生物模倣-イチジクの葉の形態からヒントを得た効率的な点滴灌水装置-

研究

菩提樹(インドボダイジュ)の葉の形を知っていますか?

現代の灌漑農業は、地球上で利用可能な淡水の約70%を消費しています。これによる水不足は、約40億人に影響を及ぼし、今後も増加すると予想されています。特にトウモロコシのような作物は、水不足に非常に弱く、収量の約40%が減少することがあります。この状況を踏まえ、より効率的な灌漑方法の開発が急務となっています。
自然界には様々な問題の解決ヒントが隠されていることがあります。その1つが生物模倣です。生物の有用な形や特性を模倣することで、今まで存在しなかった有用なものを作り出します。今回紹介する論文では、仏教聖樹である「菩提樹」であるインドボダイジュの葉のユニークな形状から着想を得た、新しい灌漑システムが開発されました。ボダイジュの葉は、葉側面の曲線と長い尾部が、水の流れを制御し、効率的な水分排出を実現しています。開発のシステムは、ボダイジュ葉の形状を模した「BLAM(Bodhi-Leaf-Apex-Mimetic)」エミッターを使用し、水の節約と植物の発芽・成長を助けることを目的としていました。具体的に見ていきましょう。
Efficient agricultural drip irrigation inspired by fig leaf morphology

菩提葉の逆曲率と長い尾により排水効率が向上
https://www.nature.com/articles/s41467-023-41673-0

方法:ボダイジュ葉をモデルにした革新的な灌漑システムの設計

イチジク属(ボダイジュのグループ)の植物は、その特異な葉の形状によって、効率的な水の排出を実現しており、この研究ではその特徴を活かした灌漑システムが開発されました。まずイチジク属の18種類を調査し、葉の先端形状に基づいて5つのグループに分類しました。人工的な葉をレーザーカットしたポリエチレンテレフタレートで作成し、水の流れや滴の分離を詳細に分析することで、このシステムの効果を探求しています。レーザーカッターや3Dプリンターの普及は、この様な生物模倣分野での研究を推し進めることにつながっているなと感じますね。
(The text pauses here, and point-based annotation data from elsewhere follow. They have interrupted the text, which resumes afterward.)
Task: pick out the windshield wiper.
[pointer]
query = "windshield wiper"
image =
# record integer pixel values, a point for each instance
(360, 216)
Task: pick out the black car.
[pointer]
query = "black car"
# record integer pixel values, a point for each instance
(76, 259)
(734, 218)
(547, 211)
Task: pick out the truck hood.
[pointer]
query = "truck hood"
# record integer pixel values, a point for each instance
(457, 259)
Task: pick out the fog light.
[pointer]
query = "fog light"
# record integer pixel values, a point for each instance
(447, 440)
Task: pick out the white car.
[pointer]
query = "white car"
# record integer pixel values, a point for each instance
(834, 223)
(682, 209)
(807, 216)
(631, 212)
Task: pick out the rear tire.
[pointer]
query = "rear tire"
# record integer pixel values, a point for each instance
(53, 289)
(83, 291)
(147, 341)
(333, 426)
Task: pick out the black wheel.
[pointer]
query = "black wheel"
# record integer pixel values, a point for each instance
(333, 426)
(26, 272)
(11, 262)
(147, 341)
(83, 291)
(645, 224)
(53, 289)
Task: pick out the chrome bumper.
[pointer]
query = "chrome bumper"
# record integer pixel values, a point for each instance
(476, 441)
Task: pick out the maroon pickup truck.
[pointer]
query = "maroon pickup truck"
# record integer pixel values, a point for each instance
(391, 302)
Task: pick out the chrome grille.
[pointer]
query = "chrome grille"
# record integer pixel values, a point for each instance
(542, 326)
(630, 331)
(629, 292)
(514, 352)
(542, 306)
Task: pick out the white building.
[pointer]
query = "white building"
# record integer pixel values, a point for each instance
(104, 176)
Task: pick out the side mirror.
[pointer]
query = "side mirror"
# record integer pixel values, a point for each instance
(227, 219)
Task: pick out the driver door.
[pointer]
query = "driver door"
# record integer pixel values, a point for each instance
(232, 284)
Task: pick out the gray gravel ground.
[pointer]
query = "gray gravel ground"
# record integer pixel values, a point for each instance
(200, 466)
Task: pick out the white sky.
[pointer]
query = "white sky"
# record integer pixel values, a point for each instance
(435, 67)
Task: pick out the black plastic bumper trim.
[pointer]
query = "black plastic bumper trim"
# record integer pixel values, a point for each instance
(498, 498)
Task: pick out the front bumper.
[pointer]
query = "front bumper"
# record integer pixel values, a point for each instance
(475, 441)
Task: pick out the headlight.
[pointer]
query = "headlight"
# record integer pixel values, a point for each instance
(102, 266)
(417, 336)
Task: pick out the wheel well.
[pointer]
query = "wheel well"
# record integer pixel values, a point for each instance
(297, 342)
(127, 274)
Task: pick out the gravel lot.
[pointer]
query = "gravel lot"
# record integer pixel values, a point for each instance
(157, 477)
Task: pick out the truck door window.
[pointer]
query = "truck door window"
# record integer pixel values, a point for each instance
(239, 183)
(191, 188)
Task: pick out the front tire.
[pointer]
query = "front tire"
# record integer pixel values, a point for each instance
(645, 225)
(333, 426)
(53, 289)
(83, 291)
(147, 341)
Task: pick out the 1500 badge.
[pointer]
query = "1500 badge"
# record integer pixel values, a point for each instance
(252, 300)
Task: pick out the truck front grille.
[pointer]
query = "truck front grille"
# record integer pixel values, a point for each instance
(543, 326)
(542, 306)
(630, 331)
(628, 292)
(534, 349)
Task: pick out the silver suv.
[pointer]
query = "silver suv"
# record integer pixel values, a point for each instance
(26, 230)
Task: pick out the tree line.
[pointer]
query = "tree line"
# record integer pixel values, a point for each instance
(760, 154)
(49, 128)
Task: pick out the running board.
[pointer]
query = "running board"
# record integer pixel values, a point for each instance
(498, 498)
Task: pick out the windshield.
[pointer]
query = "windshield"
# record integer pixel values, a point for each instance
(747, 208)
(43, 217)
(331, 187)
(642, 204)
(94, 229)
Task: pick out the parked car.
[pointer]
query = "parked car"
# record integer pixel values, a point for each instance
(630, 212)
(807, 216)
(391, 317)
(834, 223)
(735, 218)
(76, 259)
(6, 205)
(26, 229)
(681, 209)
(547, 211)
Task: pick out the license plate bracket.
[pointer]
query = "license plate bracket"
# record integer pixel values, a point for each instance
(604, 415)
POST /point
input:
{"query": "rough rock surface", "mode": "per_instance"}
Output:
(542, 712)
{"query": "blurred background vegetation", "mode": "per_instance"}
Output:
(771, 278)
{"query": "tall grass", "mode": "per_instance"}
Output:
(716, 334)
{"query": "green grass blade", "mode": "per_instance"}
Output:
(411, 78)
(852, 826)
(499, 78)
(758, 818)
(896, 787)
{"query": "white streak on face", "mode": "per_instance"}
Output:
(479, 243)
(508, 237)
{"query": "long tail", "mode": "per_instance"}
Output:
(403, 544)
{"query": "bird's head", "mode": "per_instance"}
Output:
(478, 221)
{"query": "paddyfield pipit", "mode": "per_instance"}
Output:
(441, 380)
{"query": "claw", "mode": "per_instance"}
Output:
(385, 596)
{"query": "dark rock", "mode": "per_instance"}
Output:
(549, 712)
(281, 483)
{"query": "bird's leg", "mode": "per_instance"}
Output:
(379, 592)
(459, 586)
人工菩提樹の葉の形状を変更した液滴分離重心の曲率と長い尾部、および強化された水滴周期
https://www.nature.com/articles/s41467-023-41673-0

結果:BLAMエミッターによる高効率な水利用

ボダイジュの葉側面の曲線は、水の流れの力学を再形成し、滴の分離中心を決定していました。PETをカットして作った人工葉は、水の流れを制御し、水滴の形成を助けるための小さな隆起を持っています。これにより、水滴が葉の先端から滴り落ちるまでのプロセスが安定し、効率的な水の排出が可能になっていました。さらに、長い尾の影響を詳細に調査するため、単一の針を使用した実験が設計されました。尾部の長さと基部の幅の比率が水の排出効率にどのように影響するかが評価されました。ボダイジュの葉ではこの比率が最適化されており、水の排出が促進され、水切れが良くなります。葉に留まる水が少なくなることで、植物の葉が損傷やしおれを防ぐことが示されています​​。流量の増加に伴い、水の排出状態が変化しました。水量が多い状態では、滴の体積が徐々に減少し、水滴の発生頻度が高まることが観察されました。この様に、ボダイジュは葉上の水を効率よく排出する機構が備わっていると判明しました。
この形状を模倣した感慨装置(BLAMエミッター)が作成されいました。ただ滴下するだけでは、液滴の切れがまばらで、水は偏った部分に供給されますが、BMAMエミッターを使用すると、水滴の体積が小さくなり、水滴が落ちる頻度が増加します。そうすると水は均一な散布が可能となり、植物の利用できる水の量が増えることに繋がりました。実際に生育も促進されていました。

菩提葉頂点模倣 (BLAM) エミッター誘導による精密点滴灌漑
https://www.nature.com/articles/s41467-023-41673-0

考察:BLAMエミッターの農業への応用とその効果

BLAMエミッターを用いた灌漑システムは、従来の灌漑方法と比較して、砂地での作物成長を促進する効果があります。このシステムは、水滴の高い頻度と小さい体積により、土壌の蒸発を減らし、灌漑の効率を高めます。さらに、小麦、綿、トウモロコシの実験では、BLAMエミッターを使用した灌漑が、これらの作物の発芽と成長を促進することが示されました。このシステムは、水不足と土壌圧縮の問題を軽減し、農業の持続可能性を向上させることが期待できます。

BLAM エミッター点滴灌漑は作物の成長を促進する。
https://www.nature.com/articles/s41467-023-41673-0

まとめ:効率的な灌漑装置の開発が可能。ビジネス展開を考える。

この研究は、自然界のユニークな形状から着想を得た、革新的な灌漑システムの開発を示しています。BLAMエミッターを利用した灌漑システムは、小さな滴の体積と高い頻度によって、水の偏り軽減し、農業の持続可能性を向上させます。この技術は、砂地などの灌漑が難しい地域での作物成長において、効率的な灌漑方法としての可能性を示し、今後の農業において重要な役割を果たすことが期待できますね。
ビジネス展開を考えると、液滴型の潅水装置の先端部などの形状を、ボダイジュ葉形に変えることで、その効果が期待できます。1部だけ見ると小さな改良ですが、施用面積が大規模になれば、たとえ数%でもコスト削減になることで収益は増加します。大規模農業ほど、積み重ねの力で効率化を図る必要があり、今回の様な僅かな改良で数%~数十%の違いを生むプロダクトは十分に需要が見込めるのではないかと思います。
まだまだ、植物の中には可能性が眠っていますね。